Tujuan pengamalan Pancasila itu sendiri tidak lain untuk mewujudkan kehidupan pribadi dan kehidupan bersama yang dicita-citakan, kehidupan yang kita anggap baik. Dan untuk merasakan kehidupan yang kita anggap baik itulah tujuan akhir dari pembangunan bangsa dan Negara kita.
Pancasila sebagai dasar negara adalah harga mati yang tidak  boleh ditawar lagi. Bukan tidak mungkin apabilaada oknum yang ingin mengganti ideology pancasila dengan yang lainnya maka akan timbul permasalahan atau kesalahan yang memecah belah eksistensi Negara kesatuan. Akhirnya Indonesia akan tercecar mejadi Negara-negara kecil yang berbasis agama dan suku. Untuk menghindari masalah tersebut maka penerapan hukum-hukum agama (juga hukum-hukum adat) dalam system hukum Negara menjadi urgen untuk diterapkan. Indonesia awalnya merupakan kumpulan kerajaan yang berbasis agama dan suku. Pancasila yang diperjuangkan untuk mengikat agama-agama dan suku-suku itu harus tetap  mengakui jati diri dan ciri khas yang dimiliki setiap agama dan suku.
Selain hal-hal di atas, hubungan Pancasila dengan ajaran Islam juga tercermin dari kelima silanya yang selaras dengan ajaran Islam. Keselarasan masing-masing sila dengan ajaran Islam, akan dijelaskan melalui uraian di bawah ini:

Sila Ketuhanan yang Maha Esa
Esensi dari sila pertama adalah komitmen memuliakan Sang Maha Pencipta dengan sebenar-benarnya, dalam rangka menjaga keluhuran penciptaan manusia di muka bumi. Sila ini akan menjadi pintu pengabdian bagi pengamalan keempat sila lainnya dengan semangat keterpanggilan untuk mewujudkan ketaatan atas hukum-hukum kemutlakan yang menjadi keyakinan tanpa prasyarat atas nilai-nilai Ketuhanan Yang Maha Esa.

Nilai ketuhanan yang Maha Esa jelas mengadopsi konsep bertuhan Islam, hal ini begitu jelas dan tegas Tuhan berfirman dalam Al-Qur’an: “ Tuhan kamu adalah Tuhan yang Maha Esa”(QS.An-Nahl [16]:22). Peletakan  ideologi  Ketuhanan  Islam dalam  sila pertama Pancasila adalah tepat mengingat bahwa Islam telah berkembang sebagai Agama Nusantara yang mewarnai kehidupan manusia sejak lama hingga kini.

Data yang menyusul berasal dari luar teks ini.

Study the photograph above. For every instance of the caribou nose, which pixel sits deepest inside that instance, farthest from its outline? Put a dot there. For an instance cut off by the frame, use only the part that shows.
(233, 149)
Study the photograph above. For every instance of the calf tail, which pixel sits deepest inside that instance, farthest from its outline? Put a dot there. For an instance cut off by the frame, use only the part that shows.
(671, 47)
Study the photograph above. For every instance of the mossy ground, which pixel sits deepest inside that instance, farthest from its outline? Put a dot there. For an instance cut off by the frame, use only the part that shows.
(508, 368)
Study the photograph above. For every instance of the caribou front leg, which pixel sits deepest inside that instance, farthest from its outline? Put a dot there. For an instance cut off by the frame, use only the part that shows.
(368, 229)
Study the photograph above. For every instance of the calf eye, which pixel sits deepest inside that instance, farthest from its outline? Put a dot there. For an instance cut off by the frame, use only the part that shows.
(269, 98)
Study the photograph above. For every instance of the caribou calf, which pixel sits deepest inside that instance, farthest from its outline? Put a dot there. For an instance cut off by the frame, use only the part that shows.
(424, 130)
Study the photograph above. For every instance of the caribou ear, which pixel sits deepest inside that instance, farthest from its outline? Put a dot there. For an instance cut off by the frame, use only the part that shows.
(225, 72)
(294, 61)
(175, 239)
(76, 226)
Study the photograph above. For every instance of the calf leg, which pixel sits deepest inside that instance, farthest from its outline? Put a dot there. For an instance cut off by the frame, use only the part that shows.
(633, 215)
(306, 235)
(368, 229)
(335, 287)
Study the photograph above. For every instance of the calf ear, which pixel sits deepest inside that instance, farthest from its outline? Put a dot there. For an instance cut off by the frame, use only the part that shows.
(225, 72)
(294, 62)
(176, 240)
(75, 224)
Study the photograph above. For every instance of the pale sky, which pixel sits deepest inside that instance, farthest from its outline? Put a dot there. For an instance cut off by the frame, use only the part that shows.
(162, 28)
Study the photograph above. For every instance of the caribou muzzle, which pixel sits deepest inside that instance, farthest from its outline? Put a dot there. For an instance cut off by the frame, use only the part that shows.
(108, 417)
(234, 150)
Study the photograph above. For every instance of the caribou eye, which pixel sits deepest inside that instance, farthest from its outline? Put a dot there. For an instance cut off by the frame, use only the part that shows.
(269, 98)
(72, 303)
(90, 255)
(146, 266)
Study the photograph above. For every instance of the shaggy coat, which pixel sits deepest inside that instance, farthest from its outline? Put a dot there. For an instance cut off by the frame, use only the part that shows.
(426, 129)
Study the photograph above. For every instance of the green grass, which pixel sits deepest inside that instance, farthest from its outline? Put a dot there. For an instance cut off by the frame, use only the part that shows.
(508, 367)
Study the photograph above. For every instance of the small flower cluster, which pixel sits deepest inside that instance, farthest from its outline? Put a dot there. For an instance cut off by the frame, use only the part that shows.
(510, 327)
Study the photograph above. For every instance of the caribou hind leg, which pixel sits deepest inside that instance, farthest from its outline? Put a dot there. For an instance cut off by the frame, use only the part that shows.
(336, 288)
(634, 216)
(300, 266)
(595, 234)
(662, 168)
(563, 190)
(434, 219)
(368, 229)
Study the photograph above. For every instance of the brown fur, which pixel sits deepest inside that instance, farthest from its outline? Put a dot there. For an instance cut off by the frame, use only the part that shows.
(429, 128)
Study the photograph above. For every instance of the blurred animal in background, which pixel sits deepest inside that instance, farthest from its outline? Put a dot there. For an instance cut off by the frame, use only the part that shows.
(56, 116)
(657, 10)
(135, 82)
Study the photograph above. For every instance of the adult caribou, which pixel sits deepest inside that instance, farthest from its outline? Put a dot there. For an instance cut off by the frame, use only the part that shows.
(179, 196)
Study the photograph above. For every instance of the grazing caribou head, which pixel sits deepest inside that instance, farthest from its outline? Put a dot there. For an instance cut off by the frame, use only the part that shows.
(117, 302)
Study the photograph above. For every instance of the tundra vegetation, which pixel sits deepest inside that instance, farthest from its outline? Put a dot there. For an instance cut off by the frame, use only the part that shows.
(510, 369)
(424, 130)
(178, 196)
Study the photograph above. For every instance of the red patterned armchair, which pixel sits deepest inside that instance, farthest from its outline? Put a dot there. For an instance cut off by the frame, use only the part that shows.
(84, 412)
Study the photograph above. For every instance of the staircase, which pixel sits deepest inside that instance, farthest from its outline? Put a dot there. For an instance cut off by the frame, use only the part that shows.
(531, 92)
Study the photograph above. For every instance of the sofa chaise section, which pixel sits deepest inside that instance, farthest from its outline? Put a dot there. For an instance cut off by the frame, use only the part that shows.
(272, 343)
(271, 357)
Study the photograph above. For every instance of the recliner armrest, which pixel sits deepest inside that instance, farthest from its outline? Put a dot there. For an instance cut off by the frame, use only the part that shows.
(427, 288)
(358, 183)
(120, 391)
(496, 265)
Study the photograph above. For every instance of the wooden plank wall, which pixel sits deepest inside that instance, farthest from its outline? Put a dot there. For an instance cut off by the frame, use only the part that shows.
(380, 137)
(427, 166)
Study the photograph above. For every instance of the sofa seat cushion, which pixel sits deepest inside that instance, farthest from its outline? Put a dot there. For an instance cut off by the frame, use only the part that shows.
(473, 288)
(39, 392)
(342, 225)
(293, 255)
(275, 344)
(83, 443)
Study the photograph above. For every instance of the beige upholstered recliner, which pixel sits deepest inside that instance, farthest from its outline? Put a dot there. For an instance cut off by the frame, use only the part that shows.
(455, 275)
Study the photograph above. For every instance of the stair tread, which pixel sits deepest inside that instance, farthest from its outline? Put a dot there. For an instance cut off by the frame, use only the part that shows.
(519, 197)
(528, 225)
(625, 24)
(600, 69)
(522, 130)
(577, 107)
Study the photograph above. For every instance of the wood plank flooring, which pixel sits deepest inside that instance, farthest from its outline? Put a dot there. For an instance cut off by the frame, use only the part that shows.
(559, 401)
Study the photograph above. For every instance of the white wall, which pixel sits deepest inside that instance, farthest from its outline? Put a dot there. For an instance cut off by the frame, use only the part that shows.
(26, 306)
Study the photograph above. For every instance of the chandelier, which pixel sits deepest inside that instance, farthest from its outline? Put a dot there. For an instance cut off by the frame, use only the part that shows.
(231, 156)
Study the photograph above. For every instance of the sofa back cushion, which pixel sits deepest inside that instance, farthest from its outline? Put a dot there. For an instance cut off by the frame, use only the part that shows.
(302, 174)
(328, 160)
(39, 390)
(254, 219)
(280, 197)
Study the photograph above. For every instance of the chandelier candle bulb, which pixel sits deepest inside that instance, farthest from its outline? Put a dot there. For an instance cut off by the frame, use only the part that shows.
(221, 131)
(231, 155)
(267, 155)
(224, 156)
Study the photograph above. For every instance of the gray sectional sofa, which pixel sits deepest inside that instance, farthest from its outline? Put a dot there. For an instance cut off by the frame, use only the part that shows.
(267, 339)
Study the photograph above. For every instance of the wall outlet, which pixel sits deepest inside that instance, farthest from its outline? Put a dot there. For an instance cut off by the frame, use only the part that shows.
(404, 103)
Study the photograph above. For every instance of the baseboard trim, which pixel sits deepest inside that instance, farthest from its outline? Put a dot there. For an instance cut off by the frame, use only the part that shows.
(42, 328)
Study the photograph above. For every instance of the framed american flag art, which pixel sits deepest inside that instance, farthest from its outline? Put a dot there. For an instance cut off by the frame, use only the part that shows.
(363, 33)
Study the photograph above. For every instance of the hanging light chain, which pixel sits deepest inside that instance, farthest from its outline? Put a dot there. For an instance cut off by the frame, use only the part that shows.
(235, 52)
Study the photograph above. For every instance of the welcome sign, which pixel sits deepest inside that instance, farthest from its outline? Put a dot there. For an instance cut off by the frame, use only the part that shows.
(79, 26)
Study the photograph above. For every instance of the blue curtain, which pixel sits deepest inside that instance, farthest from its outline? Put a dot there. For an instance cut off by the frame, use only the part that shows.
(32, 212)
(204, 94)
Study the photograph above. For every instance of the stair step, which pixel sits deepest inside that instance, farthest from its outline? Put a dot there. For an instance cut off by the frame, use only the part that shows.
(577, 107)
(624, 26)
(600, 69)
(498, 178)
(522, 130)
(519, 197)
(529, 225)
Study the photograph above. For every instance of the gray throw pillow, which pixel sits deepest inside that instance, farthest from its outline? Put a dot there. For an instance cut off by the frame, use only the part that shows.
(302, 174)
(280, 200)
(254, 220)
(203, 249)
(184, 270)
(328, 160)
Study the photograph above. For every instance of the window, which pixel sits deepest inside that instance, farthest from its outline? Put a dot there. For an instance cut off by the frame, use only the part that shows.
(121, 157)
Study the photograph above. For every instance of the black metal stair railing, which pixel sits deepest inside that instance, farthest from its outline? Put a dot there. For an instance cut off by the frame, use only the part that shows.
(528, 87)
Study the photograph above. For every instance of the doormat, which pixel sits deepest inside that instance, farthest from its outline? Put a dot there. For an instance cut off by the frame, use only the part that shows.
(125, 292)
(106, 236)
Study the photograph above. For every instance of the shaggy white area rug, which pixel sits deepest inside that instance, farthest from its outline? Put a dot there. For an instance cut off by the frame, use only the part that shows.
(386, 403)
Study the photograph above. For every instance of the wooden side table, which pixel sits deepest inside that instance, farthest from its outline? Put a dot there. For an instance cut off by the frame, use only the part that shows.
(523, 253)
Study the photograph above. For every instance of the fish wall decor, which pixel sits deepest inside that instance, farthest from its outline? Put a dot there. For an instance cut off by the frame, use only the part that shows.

Penerapan ideology Islam dalam sila pertama pancasila tidaklah mengandung makna menutup hak hidup bagi pemeluk agama lainnya di Indonesia.

Sila Kemanusiaan yang Adil dan Beradab

Nilai Kemanusiaan adalah elemen nilai yang haarus mengandungi setiap gerak relijiusitas ajaran serta aturan agama dan budaya maupun tradisi. Sebab yang akan menjalankan tatanan bentuk apapun, dn yang menerima efek baliknya, adalah manusia itu sendiri. Sehingga tidak mungkin untuk tidak mengikut sertakan nlai kemanusiaan dalam sendi-sendi peradaban yang dibangun atas dasar agama dan kearifan majemuk budaya maupun tradisi.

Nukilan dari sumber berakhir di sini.